How Much Is My Body Worth?

Via the Guardian, Storm Theunissen discusses her experiment to find out, ultimately learning that we are worth far more dead than alive:

In Britain…there are various legal ways human body parts can be sold. I tried to see how much of the human body can lawfully be put up for sale: by trying to sell as much of my own body as I could.

I tried to sell my hair. I was quoted £50 by a hairdresser in London that specialises in harvesting human hair to make wigs for chemotherapy patients. The British pharmaceutical industry uses many bodily fluids to test new drugs, and I was hopeful for a decent sale upon learning they pay up to £1,750 for 1ml of blister fluid, £1,000 for a cup of saliva and £1,600 for a gram of earwax. The best offer I got was £30 for some blood. Another clinic would have paid me £50 for some skin – if I had psoriasis.

A decent earner turned out to be an auction website for people who buy bodily fluids for sexual purposes. Here, one can sell anything. Human urine is about £30 a pot, breast milk £5, even fingernails and faeces do their own roaring trade.

My most valuable sale item was eggs. In the UK, they only allow donors £750 compensation, which means almost no donors come forward – and many desperate prospective parents are driven overseas to buy eggs. But in the US, thousands of women sell eggs – it’s a mainstream market.

The greatest irony of all, is that my body is undoubtedly worth more dead than alive. In America, once a cadaver has been disarticulated into about 60 different tissues, the body parts are processed and made into medical products, which together are worth up to $250,000 on the open market. Some companies are listed on major stock exchanges – this is no niche market.

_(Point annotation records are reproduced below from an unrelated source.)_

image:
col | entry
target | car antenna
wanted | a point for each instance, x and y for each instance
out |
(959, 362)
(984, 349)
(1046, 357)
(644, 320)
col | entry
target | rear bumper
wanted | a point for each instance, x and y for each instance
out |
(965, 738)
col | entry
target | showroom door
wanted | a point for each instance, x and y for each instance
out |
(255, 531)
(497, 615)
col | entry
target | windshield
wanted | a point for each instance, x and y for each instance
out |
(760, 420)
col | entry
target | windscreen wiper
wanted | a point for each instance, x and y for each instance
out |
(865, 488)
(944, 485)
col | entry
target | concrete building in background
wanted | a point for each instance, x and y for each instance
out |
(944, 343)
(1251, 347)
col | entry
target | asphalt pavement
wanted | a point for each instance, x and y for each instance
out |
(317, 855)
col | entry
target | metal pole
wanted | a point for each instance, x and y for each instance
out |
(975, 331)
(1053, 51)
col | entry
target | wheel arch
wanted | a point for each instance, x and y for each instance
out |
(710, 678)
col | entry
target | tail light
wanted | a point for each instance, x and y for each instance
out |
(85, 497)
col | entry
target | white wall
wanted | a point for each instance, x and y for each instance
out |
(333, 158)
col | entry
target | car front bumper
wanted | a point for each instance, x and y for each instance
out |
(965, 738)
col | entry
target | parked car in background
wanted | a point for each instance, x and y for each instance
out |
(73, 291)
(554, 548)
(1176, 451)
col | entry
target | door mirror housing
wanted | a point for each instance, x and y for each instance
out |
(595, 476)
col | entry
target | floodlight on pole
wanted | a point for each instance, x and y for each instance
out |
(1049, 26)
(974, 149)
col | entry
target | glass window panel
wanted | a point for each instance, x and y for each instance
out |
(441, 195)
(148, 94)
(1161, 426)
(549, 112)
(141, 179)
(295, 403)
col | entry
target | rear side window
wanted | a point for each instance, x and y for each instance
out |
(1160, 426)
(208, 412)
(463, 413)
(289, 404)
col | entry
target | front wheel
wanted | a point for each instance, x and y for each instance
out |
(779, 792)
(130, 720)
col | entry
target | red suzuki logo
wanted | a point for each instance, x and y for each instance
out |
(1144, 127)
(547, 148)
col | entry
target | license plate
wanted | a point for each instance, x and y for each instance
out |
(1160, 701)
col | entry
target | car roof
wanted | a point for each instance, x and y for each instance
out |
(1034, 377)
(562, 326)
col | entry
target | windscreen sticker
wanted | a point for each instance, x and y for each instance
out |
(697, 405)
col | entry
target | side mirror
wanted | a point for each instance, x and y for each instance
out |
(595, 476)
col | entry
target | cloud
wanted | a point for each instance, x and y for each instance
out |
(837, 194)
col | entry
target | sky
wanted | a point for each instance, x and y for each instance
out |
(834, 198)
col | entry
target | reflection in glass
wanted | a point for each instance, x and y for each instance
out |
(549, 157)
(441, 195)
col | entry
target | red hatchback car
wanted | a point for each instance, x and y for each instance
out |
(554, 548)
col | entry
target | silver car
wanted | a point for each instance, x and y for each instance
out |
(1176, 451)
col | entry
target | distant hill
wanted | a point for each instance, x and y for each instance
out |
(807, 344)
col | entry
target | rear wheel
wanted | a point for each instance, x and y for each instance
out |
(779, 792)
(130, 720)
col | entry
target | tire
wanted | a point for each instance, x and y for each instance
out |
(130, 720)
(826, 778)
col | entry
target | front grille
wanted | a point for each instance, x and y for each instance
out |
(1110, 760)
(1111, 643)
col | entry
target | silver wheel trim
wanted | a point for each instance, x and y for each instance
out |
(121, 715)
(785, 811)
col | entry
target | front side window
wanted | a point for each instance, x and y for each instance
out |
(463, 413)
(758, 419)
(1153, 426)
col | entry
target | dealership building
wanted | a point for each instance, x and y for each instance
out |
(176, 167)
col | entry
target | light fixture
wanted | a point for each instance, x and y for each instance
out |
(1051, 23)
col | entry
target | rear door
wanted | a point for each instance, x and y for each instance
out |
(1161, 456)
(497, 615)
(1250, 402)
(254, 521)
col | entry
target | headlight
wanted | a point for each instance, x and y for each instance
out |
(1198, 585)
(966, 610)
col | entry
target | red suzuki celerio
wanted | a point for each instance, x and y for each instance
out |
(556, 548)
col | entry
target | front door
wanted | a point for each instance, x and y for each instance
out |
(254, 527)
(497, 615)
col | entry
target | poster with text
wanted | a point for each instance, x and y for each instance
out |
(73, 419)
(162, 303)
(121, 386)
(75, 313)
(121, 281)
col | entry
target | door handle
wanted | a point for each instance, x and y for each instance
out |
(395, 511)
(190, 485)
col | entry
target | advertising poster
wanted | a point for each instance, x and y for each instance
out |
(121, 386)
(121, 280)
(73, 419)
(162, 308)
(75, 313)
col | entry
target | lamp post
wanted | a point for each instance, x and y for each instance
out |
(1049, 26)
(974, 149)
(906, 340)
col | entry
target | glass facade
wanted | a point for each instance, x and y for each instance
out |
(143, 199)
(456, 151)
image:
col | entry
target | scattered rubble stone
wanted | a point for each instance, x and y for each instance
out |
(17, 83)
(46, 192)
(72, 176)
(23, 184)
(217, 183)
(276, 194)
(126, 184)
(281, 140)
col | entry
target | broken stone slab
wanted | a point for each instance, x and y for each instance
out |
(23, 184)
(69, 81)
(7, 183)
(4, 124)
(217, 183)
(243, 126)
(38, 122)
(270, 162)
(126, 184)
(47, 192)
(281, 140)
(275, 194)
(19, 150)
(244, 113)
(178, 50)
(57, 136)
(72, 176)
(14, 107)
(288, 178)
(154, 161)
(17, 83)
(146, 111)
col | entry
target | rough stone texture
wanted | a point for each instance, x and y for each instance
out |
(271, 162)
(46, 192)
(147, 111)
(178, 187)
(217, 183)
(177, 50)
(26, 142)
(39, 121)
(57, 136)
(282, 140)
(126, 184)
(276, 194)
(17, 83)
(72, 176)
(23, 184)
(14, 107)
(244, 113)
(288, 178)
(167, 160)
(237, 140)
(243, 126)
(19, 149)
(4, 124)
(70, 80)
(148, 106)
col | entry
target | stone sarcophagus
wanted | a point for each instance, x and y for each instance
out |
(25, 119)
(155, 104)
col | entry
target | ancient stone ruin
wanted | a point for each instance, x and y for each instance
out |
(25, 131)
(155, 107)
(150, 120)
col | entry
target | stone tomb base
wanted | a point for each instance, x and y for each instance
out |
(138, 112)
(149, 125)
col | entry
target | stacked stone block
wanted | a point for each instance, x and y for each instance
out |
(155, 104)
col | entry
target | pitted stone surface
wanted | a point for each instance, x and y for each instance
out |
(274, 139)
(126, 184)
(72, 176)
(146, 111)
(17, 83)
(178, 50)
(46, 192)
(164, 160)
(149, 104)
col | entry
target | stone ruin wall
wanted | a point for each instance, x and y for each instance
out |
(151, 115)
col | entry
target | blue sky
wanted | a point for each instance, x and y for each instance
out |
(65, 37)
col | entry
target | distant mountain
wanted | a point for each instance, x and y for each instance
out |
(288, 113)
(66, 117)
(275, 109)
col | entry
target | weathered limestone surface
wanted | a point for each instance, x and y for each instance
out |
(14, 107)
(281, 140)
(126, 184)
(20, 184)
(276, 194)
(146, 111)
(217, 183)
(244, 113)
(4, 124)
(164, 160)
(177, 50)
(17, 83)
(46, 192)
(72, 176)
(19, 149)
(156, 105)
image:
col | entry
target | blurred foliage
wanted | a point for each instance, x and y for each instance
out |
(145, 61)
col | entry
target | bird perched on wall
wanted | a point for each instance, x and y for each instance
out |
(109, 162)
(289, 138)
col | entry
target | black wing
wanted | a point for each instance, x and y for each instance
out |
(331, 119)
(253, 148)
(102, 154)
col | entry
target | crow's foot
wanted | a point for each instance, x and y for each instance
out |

10 Comments on "How Much Is My Body Worth?"

  1. Calypso_1 | Aug 27, 2012 at 2:09 pm |

    There is a reason they keep trying to push circumcision.

    •  Which is better? Snipped or not?

      • Calypso_1 | Aug 27, 2012 at 11:12 pm |

        $ is made off the tissue.  In ‘developing’ countries with widespread venereal disease there is sufficient evidence to support its continued use as a VD prophylactic.  To me this is a rather extreme proposition and is rather suspect (even if supported by statistical data) given its being applied to the 3rd world.  Otherwise all major health associates, AMA, AAP, etc say it is purely elective and there is no medical reason. 
        Don’t even get me started on the mutilation/historical/religious aspects though.  It reeks of psychosocial dominance over male children and is essential ritual castration.
        The juxtaposition of trying to end female genital mutilation with the casual acceptance of circumcision is absurd at best.

        • Monkey See Monkey Do | Aug 28, 2012 at 4:05 am |

          Yeh I’ve always been curious why they continued to circumcise babies long after it was found that there is no medical reason whatsoever to do so. (and also what scientific studies showed that circumcision greatly reduced VD, and how much consensus there was?)

          Interesting theory on psychosocial dominance. I always felt it was a throwback to irrational religious tradition, but the purpose of the ritual is curious. It very well could be some sort of technique of imprinting a dominant psychosexual meme into the childs development. What are your thoughts?

          • Calypso_1 | Aug 28, 2012 at 11:18 am |

            The reintroduction of circumcision in the late 19th/early 20th centuries was largely done to prevent masturbation.  There is a reason Freud developed his castration anxiety theories – because in ‘extreme’ cases they went that far.  It’s male body control.  Even if you go to tribal rituals – being set apart, chosen by god, etc… it is still fundamentally some elevated concept of an authority dominating potentially dangerous, out-of-control male sexuality.  This is how domestication occurs.  Herd control.  
            There are plenty of studies as far as VD control in Africa.  Not too hard to find.

          • I was circumcised as an adult. It was horrendous. I really wish that my parents had chosen for me to be circumcised as a baby. And since being circumcised I haven’t stopped masturbating. 

          • Calypso_1 | Aug 28, 2012 at 11:57 am |

            Why did you have it done?
            If it was for medical reasons those are rare and not a justifiable cause for prophylactic surgery.  Guess what – necessary surgeries hurt. 
            If it a personal choice, it was just that.  At least you had one.  There are plenty of men that did not.  There are also many men that have memories of circumcision (despite any argument to the contrary).  There are also many men that have life long pain and complications from infant circumcision. 
            And yes the anti-masturbation argument once proffered is ludicrous.

          • Richistan | Aug 28, 2012 at 12:03 pm |

             Unless its a case of phimosis(very tight foreskin) it shouldnt be done at all really, its genital mutilation if theres no medical reason imho

          • Calypso_1 | Aug 28, 2012 at 12:12 pm |

            Yes you are correct but a number of other conditions that induce tissue changes including infections and cancers may lead to that.

  2. Judging by the GIS I just did for the author, Storm Theunissen, I’d be willing to go $300 or $400 an hour.